Pada tahun 2019 terdapat peningkatan jumlah mahasiswa yang mengalami depresi hingga beberapa memutuskan untuk mengakhiri hidup. Di Indonesia fenomena tersebut paling banyak terjadi pada kota besar seperti Jakarta dan Bandung. Penelitian terbaru yang dilakukan oleh Pusat Ekonomi dan Studi Pembangunan FEB Unpad pada tahun 2020 dengan menggunakan kuesiner Center for Epidemiologic Studies Depression Scale (CESD)-10 dengan 10 pertanyaan seputar kondisi psikis responden yang mana mahasiswa sebanyak 1465 responden. Berdasarkan jumlah responden tersebut didapatkan hasil 52,16% mahasiswa yang merasa pesimistis, data tersebut diambil pada 2020 lalu. Dikatakan oleh dokter Elvin Gunawan selaku Psikiater di RS. Melinda 2 penyebab dari pendekatan gangguan mental emosional adalah bio-psiko-sosial-kultural-spiritual. Berdasarkan pengalaman klinis beliau penyebab mahasiawa depresi adalah konsep diri yang kurang baik, banyaknya tekanan yang dirasakan mahasiswa seperti tekanan akademik, kondisi ekonomi, hubungan keluarga, relasi dengan oralng lain serta adanya perubahan budaya ataupun kegagalan adaptasi. Banyaknya tekanan yang dirasakan oleh mahasiswa bila tidak diolah dengan baik dapat mempengaruhi kondisi mentalnya, sehingga adanya upaya pengenalan self-care yang mana membantu agar mahasiswa dapat mengolah emosi dan meng-apresiasi diri. Kualitas hidup akan bertahap menjadi lebih baik dengan menerapkan pola hidup yang sehat sehingga dapat membantu mahasiswa membentuk pola pikir positif serta mengurai tekanan yang dirasakan. Kampanye sosial yang dirancang juga mengenalkan pengertian depresi secara dasar, gejala serta dampak yang dapat dirasakan oleh mahasiswa.

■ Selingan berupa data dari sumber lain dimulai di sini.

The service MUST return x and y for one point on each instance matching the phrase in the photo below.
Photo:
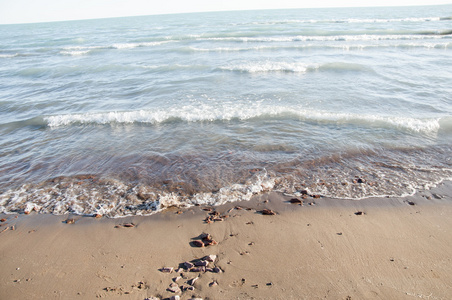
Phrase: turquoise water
(129, 115)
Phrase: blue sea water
(131, 115)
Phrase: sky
(33, 11)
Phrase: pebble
(210, 258)
(192, 281)
(166, 270)
(188, 265)
(201, 263)
(213, 283)
(198, 269)
(296, 201)
(174, 289)
(198, 243)
(268, 212)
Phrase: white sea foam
(269, 66)
(350, 20)
(9, 55)
(213, 113)
(326, 38)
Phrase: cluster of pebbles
(184, 281)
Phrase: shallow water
(130, 115)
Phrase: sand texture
(381, 248)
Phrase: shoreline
(392, 250)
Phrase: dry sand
(393, 250)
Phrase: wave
(364, 36)
(264, 67)
(354, 20)
(82, 50)
(242, 112)
(9, 55)
(297, 47)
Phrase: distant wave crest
(211, 114)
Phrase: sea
(131, 116)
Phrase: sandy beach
(380, 248)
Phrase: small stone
(210, 243)
(192, 281)
(205, 237)
(296, 201)
(174, 289)
(268, 212)
(188, 288)
(198, 269)
(166, 270)
(213, 283)
(198, 243)
(201, 263)
(210, 258)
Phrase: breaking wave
(212, 113)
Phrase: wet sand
(380, 248)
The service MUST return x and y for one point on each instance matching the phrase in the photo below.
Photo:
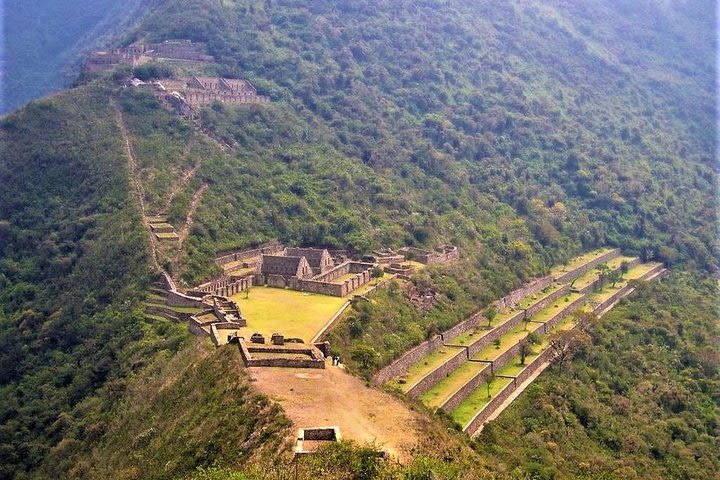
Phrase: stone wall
(270, 248)
(576, 272)
(166, 312)
(177, 299)
(195, 328)
(595, 284)
(495, 333)
(481, 417)
(463, 392)
(512, 298)
(562, 314)
(362, 276)
(204, 97)
(315, 357)
(225, 286)
(404, 361)
(440, 372)
(466, 325)
(547, 301)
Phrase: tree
(488, 382)
(490, 313)
(365, 355)
(615, 276)
(525, 350)
(564, 345)
(603, 271)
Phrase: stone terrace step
(509, 347)
(448, 384)
(440, 365)
(583, 264)
(476, 407)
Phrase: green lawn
(425, 365)
(294, 314)
(342, 278)
(477, 400)
(633, 274)
(579, 261)
(437, 395)
(527, 301)
(548, 312)
(176, 309)
(491, 352)
(591, 276)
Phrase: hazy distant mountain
(43, 40)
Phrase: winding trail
(184, 179)
(191, 211)
(137, 185)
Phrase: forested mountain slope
(44, 39)
(524, 132)
(614, 125)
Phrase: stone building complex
(314, 270)
(137, 54)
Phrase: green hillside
(44, 41)
(523, 132)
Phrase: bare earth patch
(332, 397)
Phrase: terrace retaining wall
(440, 372)
(404, 361)
(463, 392)
(516, 295)
(462, 327)
(481, 417)
(545, 302)
(495, 333)
(177, 299)
(592, 286)
(562, 314)
(576, 272)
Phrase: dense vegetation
(593, 122)
(73, 270)
(641, 401)
(44, 39)
(524, 132)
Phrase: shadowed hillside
(44, 41)
(523, 132)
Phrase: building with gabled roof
(285, 266)
(319, 258)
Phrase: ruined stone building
(286, 267)
(205, 90)
(319, 259)
(137, 54)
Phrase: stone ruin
(186, 95)
(279, 353)
(441, 254)
(219, 321)
(303, 269)
(137, 54)
(310, 439)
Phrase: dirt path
(186, 176)
(332, 397)
(191, 211)
(135, 180)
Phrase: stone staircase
(448, 373)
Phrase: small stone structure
(137, 54)
(199, 91)
(309, 439)
(291, 355)
(402, 269)
(440, 255)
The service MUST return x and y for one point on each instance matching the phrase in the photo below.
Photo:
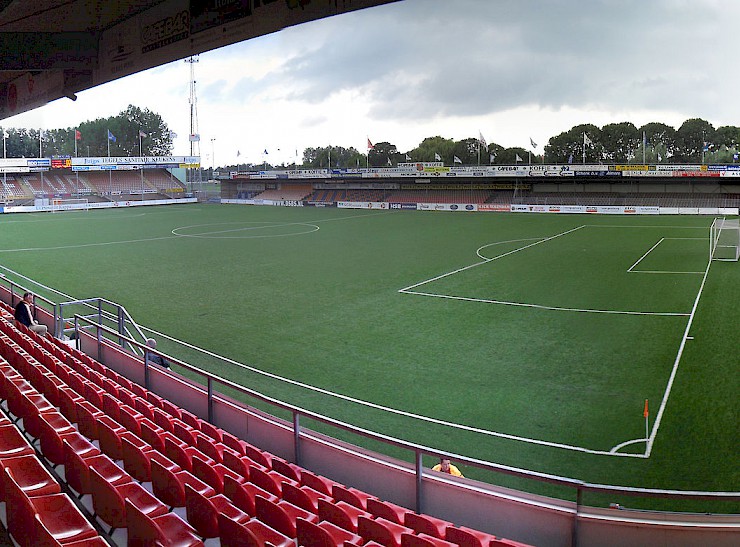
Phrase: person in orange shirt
(444, 466)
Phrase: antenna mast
(194, 136)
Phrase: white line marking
(674, 371)
(647, 253)
(394, 410)
(407, 290)
(616, 449)
(486, 261)
(541, 307)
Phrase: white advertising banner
(446, 207)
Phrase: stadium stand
(294, 192)
(138, 470)
(439, 196)
(14, 189)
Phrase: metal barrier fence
(579, 487)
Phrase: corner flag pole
(646, 413)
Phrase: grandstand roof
(57, 48)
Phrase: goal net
(724, 240)
(71, 204)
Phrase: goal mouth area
(724, 240)
(69, 204)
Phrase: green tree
(432, 147)
(383, 154)
(692, 138)
(569, 146)
(619, 142)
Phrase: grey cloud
(473, 57)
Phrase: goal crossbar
(724, 240)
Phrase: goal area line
(614, 451)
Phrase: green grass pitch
(539, 336)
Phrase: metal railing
(103, 312)
(579, 487)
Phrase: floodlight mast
(194, 137)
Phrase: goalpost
(71, 204)
(724, 240)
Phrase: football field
(522, 339)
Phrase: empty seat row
(195, 465)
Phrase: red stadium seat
(243, 494)
(169, 485)
(250, 534)
(423, 540)
(13, 443)
(212, 431)
(353, 496)
(503, 542)
(87, 419)
(274, 516)
(317, 482)
(467, 537)
(383, 531)
(389, 511)
(324, 534)
(185, 432)
(211, 448)
(167, 529)
(112, 407)
(53, 449)
(341, 513)
(303, 496)
(287, 469)
(77, 470)
(30, 475)
(202, 512)
(131, 418)
(109, 500)
(180, 453)
(163, 420)
(171, 409)
(137, 458)
(425, 524)
(56, 512)
(267, 480)
(145, 407)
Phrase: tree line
(93, 138)
(137, 131)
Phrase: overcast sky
(510, 71)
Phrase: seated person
(24, 312)
(153, 357)
(445, 466)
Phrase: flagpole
(41, 135)
(584, 147)
(646, 413)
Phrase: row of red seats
(110, 486)
(191, 463)
(38, 513)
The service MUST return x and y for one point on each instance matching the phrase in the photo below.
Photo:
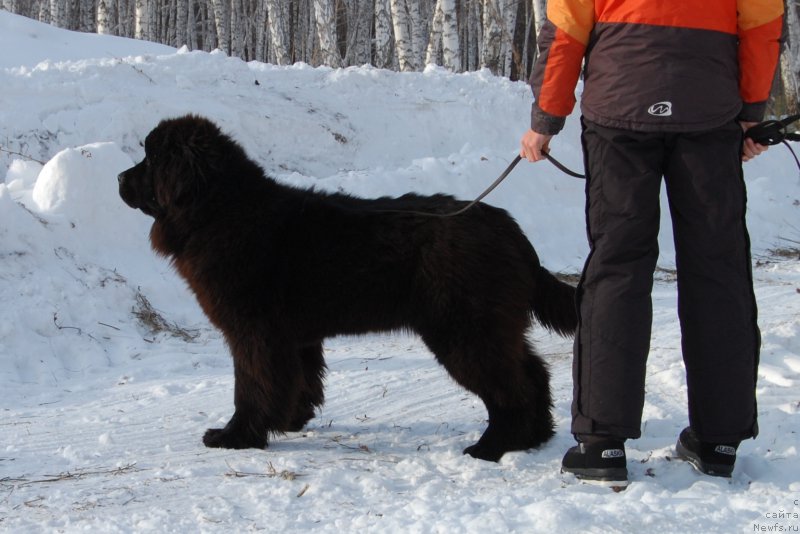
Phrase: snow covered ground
(110, 373)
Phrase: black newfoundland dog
(279, 269)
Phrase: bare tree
(325, 19)
(790, 59)
(278, 15)
(383, 35)
(401, 23)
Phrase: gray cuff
(753, 112)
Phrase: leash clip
(772, 132)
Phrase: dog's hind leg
(513, 382)
(520, 415)
(311, 395)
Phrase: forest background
(402, 35)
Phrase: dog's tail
(553, 303)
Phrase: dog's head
(184, 158)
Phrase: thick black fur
(279, 269)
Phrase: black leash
(770, 132)
(488, 190)
(468, 206)
(561, 166)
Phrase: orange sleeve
(760, 28)
(573, 21)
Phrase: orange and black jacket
(656, 65)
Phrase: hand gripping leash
(767, 133)
(772, 132)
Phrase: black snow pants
(720, 340)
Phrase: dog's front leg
(262, 394)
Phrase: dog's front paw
(231, 438)
(482, 452)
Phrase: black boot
(715, 459)
(598, 459)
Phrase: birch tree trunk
(102, 17)
(402, 35)
(325, 18)
(419, 32)
(277, 18)
(508, 14)
(451, 49)
(222, 24)
(435, 41)
(182, 23)
(359, 32)
(383, 35)
(141, 22)
(492, 37)
(790, 60)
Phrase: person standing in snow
(669, 89)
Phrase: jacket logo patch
(660, 109)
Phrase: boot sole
(614, 477)
(714, 470)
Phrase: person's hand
(533, 145)
(750, 148)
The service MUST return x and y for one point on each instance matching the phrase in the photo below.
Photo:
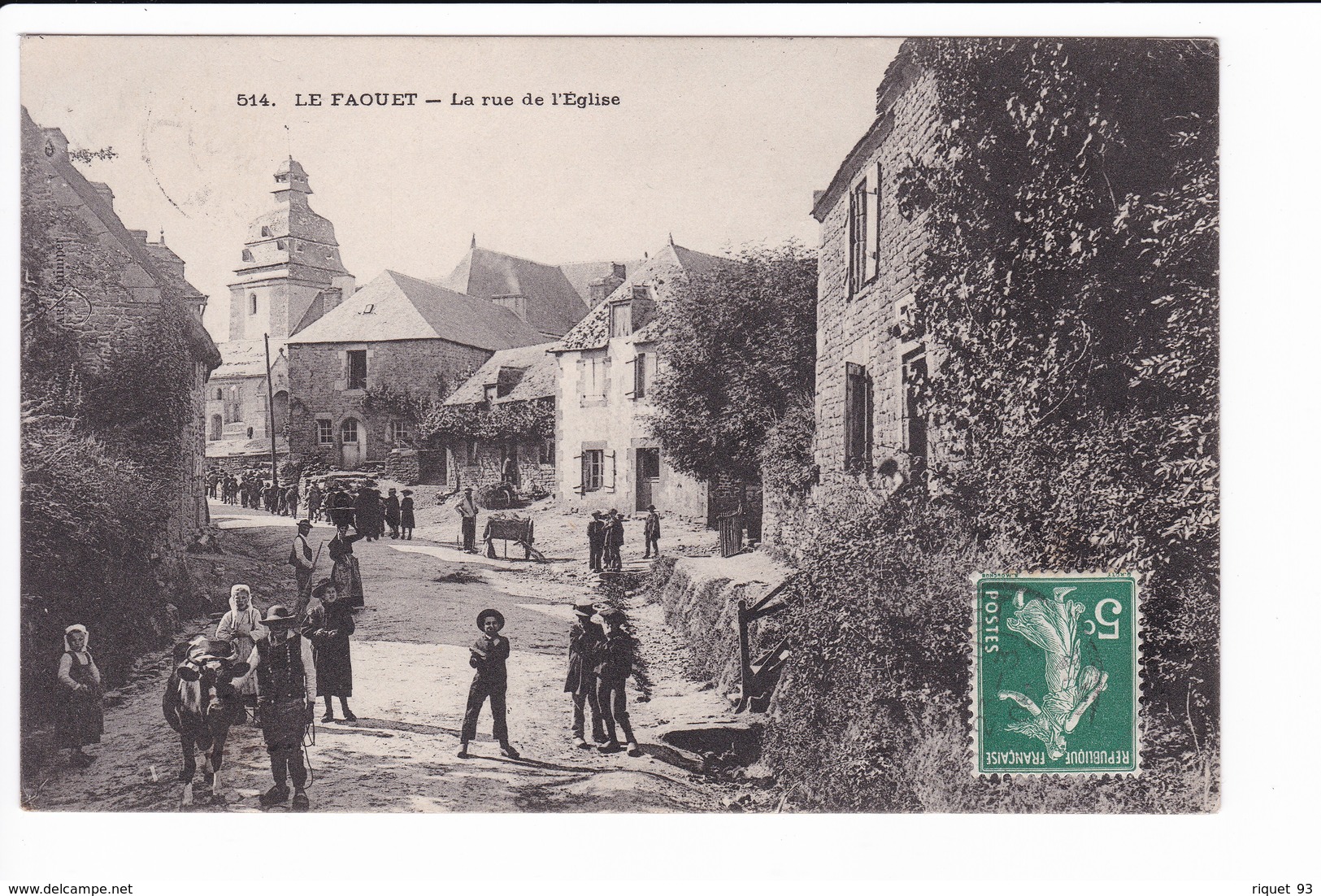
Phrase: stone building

Kampanye dirancang selama kurang lebih empat bulan, dengan menggunakan teori FCB Model serta Health Belief Model (HBM). Adanya kampanye sosial mengenai self-care yang disertai dengan contoh penerapan pada kehidupan sehari-hari diharapkan dapat lebih mudah dipahami dan kelak dipraktikkan oleh mahasiswa Indonesia.